Lui mi guarda come se cercasse il coraggio per dirmi qualcosa.
“É incinta”. Due parole. Secche. Mi risiedo perché sento che questa chiacchierata necessiti che io stia seduto. Prendo due boccate d’aria a pieni polmoni. Non una tragedia ci ha bussato alla porta, nessun dolore, ma qualcosa di nuovo, qualcosa che in queste case non si era mai visto: vita.
“Oh…” sono le uniche parole che riesco a dire.
“Già…oh…” ripete il ragazzo.
“Beh…era quello che volevi, no?” lo guardo, ma il suo volto si è ancora girato verso il punto indefinito della parete che tanto gli interessa. Stupido Haymitch, ogni tanto dimentichi che loro sono come te, sopravvissuti, e le loro paure sono così simili alle tue.
“Sei terrorizzato, ragazzo del pane?” gli chiedo senza nascondere una punta di ironia, nel vedere Peeta Mellark, trionfatore di due arene, sopravvissuto alle torture, vincitore di una guerra, spaventato da una piccola creatura. Ma come posso biasimarlo? Lui ancora non risponde, mi fissa e annuisce, di nuovo. Mi alzo e vado a prendere dalla mia scorta privata (di cui Effie è ignara) dello scotch e due grossi bicchieri di vetro. Gli sbatto sul tavolinetto di mogano (al diavolo Effie e il mogano-che-si-potrebbe-macchiare) e li riempio abbondantemente.

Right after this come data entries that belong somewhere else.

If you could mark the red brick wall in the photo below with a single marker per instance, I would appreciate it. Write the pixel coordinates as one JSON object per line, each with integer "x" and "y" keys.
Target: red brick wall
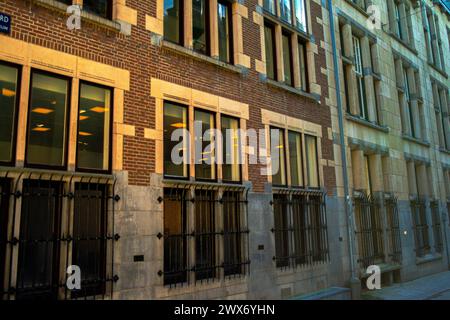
{"x": 135, "y": 53}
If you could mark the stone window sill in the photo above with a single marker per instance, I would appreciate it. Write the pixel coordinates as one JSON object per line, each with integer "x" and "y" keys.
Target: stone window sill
{"x": 198, "y": 56}
{"x": 428, "y": 258}
{"x": 415, "y": 140}
{"x": 311, "y": 96}
{"x": 366, "y": 123}
{"x": 52, "y": 4}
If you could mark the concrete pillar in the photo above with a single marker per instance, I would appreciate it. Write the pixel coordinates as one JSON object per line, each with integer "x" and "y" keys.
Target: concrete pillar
{"x": 376, "y": 173}
{"x": 358, "y": 169}
{"x": 414, "y": 103}
{"x": 411, "y": 174}
{"x": 368, "y": 79}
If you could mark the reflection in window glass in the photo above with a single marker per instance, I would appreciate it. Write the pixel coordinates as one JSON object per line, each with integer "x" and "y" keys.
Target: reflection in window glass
{"x": 205, "y": 165}
{"x": 312, "y": 165}
{"x": 277, "y": 152}
{"x": 94, "y": 128}
{"x": 199, "y": 24}
{"x": 270, "y": 51}
{"x": 102, "y": 8}
{"x": 224, "y": 24}
{"x": 175, "y": 117}
{"x": 8, "y": 101}
{"x": 295, "y": 158}
{"x": 231, "y": 149}
{"x": 287, "y": 61}
{"x": 47, "y": 120}
{"x": 173, "y": 20}
{"x": 285, "y": 10}
{"x": 300, "y": 14}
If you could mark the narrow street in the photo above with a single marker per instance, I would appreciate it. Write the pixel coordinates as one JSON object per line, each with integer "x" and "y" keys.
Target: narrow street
{"x": 434, "y": 287}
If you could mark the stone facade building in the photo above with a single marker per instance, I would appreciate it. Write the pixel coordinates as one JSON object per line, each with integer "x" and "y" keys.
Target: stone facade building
{"x": 394, "y": 96}
{"x": 94, "y": 115}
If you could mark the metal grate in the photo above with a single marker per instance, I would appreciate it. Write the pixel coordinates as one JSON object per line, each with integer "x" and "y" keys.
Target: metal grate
{"x": 199, "y": 245}
{"x": 437, "y": 230}
{"x": 393, "y": 230}
{"x": 369, "y": 230}
{"x": 420, "y": 226}
{"x": 300, "y": 229}
{"x": 56, "y": 221}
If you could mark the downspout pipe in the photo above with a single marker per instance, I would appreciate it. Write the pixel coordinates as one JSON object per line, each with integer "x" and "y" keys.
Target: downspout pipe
{"x": 354, "y": 281}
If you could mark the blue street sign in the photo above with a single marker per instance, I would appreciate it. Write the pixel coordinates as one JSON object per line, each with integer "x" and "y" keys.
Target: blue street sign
{"x": 5, "y": 23}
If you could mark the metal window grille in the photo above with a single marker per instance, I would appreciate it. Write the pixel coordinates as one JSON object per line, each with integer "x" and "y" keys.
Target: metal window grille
{"x": 393, "y": 230}
{"x": 300, "y": 229}
{"x": 369, "y": 230}
{"x": 55, "y": 221}
{"x": 420, "y": 227}
{"x": 437, "y": 231}
{"x": 196, "y": 254}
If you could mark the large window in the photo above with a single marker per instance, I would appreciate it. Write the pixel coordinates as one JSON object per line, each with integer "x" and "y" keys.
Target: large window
{"x": 277, "y": 155}
{"x": 205, "y": 167}
{"x": 173, "y": 21}
{"x": 231, "y": 169}
{"x": 9, "y": 98}
{"x": 94, "y": 121}
{"x": 269, "y": 39}
{"x": 102, "y": 8}
{"x": 312, "y": 165}
{"x": 295, "y": 158}
{"x": 47, "y": 120}
{"x": 287, "y": 59}
{"x": 175, "y": 152}
{"x": 200, "y": 26}
{"x": 225, "y": 30}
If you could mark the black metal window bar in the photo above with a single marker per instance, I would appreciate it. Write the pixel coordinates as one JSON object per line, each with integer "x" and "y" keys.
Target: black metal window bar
{"x": 393, "y": 229}
{"x": 420, "y": 226}
{"x": 300, "y": 230}
{"x": 369, "y": 229}
{"x": 193, "y": 242}
{"x": 63, "y": 220}
{"x": 437, "y": 231}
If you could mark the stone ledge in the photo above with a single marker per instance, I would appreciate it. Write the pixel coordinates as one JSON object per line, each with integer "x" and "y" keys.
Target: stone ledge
{"x": 276, "y": 84}
{"x": 200, "y": 57}
{"x": 367, "y": 123}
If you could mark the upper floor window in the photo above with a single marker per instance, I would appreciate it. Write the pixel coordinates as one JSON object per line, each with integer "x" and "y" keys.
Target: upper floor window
{"x": 103, "y": 8}
{"x": 47, "y": 120}
{"x": 94, "y": 122}
{"x": 9, "y": 98}
{"x": 173, "y": 21}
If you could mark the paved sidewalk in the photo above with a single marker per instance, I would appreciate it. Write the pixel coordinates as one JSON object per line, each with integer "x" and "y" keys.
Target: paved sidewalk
{"x": 434, "y": 287}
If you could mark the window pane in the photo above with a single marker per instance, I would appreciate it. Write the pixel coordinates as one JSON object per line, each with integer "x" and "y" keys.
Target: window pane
{"x": 269, "y": 5}
{"x": 303, "y": 66}
{"x": 204, "y": 149}
{"x": 231, "y": 170}
{"x": 224, "y": 31}
{"x": 312, "y": 164}
{"x": 8, "y": 101}
{"x": 94, "y": 128}
{"x": 47, "y": 120}
{"x": 175, "y": 118}
{"x": 300, "y": 14}
{"x": 199, "y": 24}
{"x": 295, "y": 158}
{"x": 270, "y": 51}
{"x": 172, "y": 20}
{"x": 277, "y": 152}
{"x": 287, "y": 61}
{"x": 285, "y": 10}
{"x": 102, "y": 8}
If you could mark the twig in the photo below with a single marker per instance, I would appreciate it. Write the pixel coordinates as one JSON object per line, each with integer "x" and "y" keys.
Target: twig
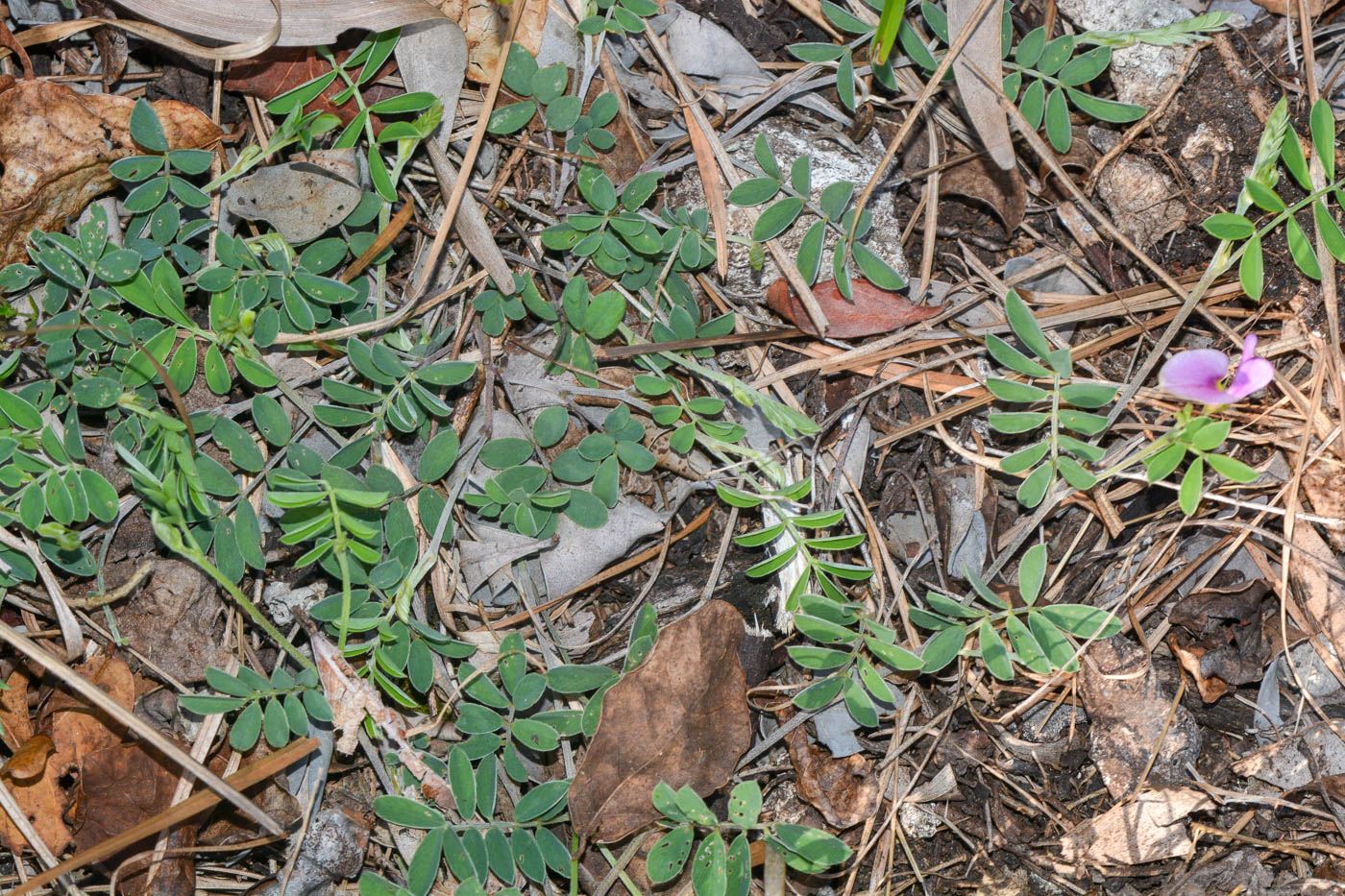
{"x": 144, "y": 729}
{"x": 198, "y": 802}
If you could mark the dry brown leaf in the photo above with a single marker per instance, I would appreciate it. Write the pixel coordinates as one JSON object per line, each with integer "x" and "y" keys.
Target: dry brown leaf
{"x": 43, "y": 804}
{"x": 77, "y": 728}
{"x": 15, "y": 724}
{"x": 282, "y": 69}
{"x": 30, "y": 761}
{"x": 682, "y": 718}
{"x": 484, "y": 23}
{"x": 1219, "y": 637}
{"x": 978, "y": 73}
{"x": 844, "y": 790}
{"x": 1139, "y": 831}
{"x": 56, "y": 150}
{"x": 123, "y": 786}
{"x": 1129, "y": 711}
{"x": 873, "y": 311}
{"x": 1325, "y": 486}
{"x": 305, "y": 23}
{"x": 975, "y": 178}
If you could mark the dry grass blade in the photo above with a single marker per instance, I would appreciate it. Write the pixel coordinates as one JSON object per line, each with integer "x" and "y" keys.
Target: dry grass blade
{"x": 454, "y": 201}
{"x": 979, "y": 98}
{"x": 198, "y": 802}
{"x": 265, "y": 11}
{"x": 713, "y": 191}
{"x": 136, "y": 724}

“Dobbiamo festeggiare” gli dico sorridendo e porgendogliene uno. Lui lo prende con fare meccanico, e non faccio in tempo neanche a brindare che già lo ha bevuto tutto. Poi lentamente lo riposa.
“Ho paura” dice infine.
“Lo avevo vagamente intuito”.
“Se dovessi avere una ricaduta mentre Katniss è incinta? O mentre tengo in braccio il bambino? Se dovessero tornare e portarcelo via? Aveva ragione lei, non dovevamo cercarlo questo bambino, non siamo pronti. Lo porteranno via, lo metteranno in un’arena...”
“Basta così, Peeta”. Lo interrompo, perché quelle domande lo stanno lentamente uccidendo. Lo vedo dai suoi occhi terrorizzati, come se mi supplicassero di trovare una soluzione o di svegliarlo da un brutto incubo. So che per quanto possa sentire anche io le sue paure, devo comportarmi da mentore, come ho sempre fatto con i due sventurati amanti. Devo tirarli fuori, ma stavolta quello che troveranno dopo sarà nuovo, diverso perché per una volta sarà vivo. Stringo il braccio del ragazzo, perché vedo che in questo momento vorrebbe avere suo padre, qui, vivo, per gioire con lui, per chiedergli consigli, per avere un contatto.
“Peeta, i giorni in cui starai male ci penserà Katniss al bambino, tu ti riposerai finché non sentirai di stare meglio…”
“Ma…”. Gli stringo ancora di più il braccio e gli sorrido.
“Niente ma. Quando invece sarà lei a stare male, ci penserai tu alla pagnotta bruciata, lo porterai in panetteria con te e sfornerete un sacco di dolci, che mi porterete. E se starete entrambi male, ci penseremo io ed Effie…beh più Effie, ma non sarà mai solo, Peeta. Sarà circondato da persone che lo amano e che lo potreggeranno”. Lui mi guarda con gli occhi lucidi e posa l’altra sua mano sulla mia che stringe il suo braccio.
“Non verrà mai nessuno a portarvelo via…”.
“E se dovessero venire…” mi interrompe terrorizzato.
“Nel caso remoto e impossibile, ti giuro, Peeta, che li ucciderò tutti. Uno ad uno. Non permetterò mai che qualcuno faccia del male alla pagnotta bruciata. Te lo giuro”.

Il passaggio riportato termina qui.